The lunatic head stared at him, no emotion in its features, nothing human there at all.

“If I tell you… I can go?”

He could run. Vercillo had some private money in places no one could ever find. He could go somewhere Neri’s wrath would never find him. Australia maybe. Or Thailand, where the girls were young, and no one asked any questions. He looked around the drab little office, thought of his drab old clothes. Maybe this was fate doing him a favour. All his life he’d spent in the service of the fat hood, pretending to be something he wasn’t. Lying, cheating, telling himself it was OK all along because, whatever Neri did to earn his money, none of the blood sat on his own fingers. He’d lied to himself there. Neri touched him. Always. It was one reason he started messing with girls. Neri offered him the chance, introduced him to that world. It was one way of keeping him in line.

The idea of retirement, of putting distance between him and this bleak existence built on nothing more than numbers, was suddenly appealing.

Besides, a stray thought wondered, what’s the alternative? You’re an accountant. Not a foot soldier.

“You can go,” the crazy god said, and again Vercillo found himself trying to place the accent, trying to imagine the human face behind it: young, undoubtedly, but not rough, not like Neri’s henchmen.

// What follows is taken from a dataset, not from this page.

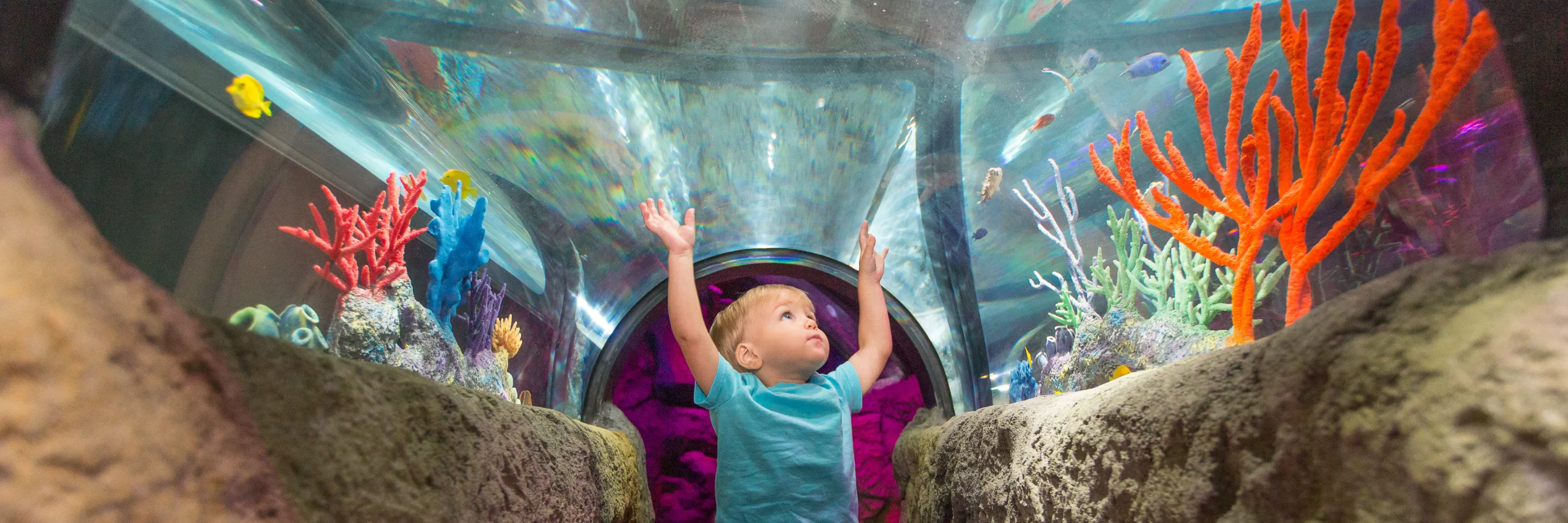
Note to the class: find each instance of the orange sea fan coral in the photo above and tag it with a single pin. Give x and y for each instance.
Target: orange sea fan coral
(507, 338)
(1322, 145)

Vercillo picked up the phone. The crazy god briefly raised the sword, forgetting, it seemed to Vercillo, that he’d already cut the cord. The omission cheered the little accountant. There was something human behind the mask after all.

“It’s OK,” Vercillo explained. “This is it. Watch.”

He set a page—a stream of unintelligible letters—next to the phone. “It’s simple. The person it refers to is identified by his phone number. Everything that comes after is a number too. What’s owed. What the interest rate is. What’s been paid.”

It felt stupidly exhilarating. In twenty-five years he’d never had this conversation with anyone.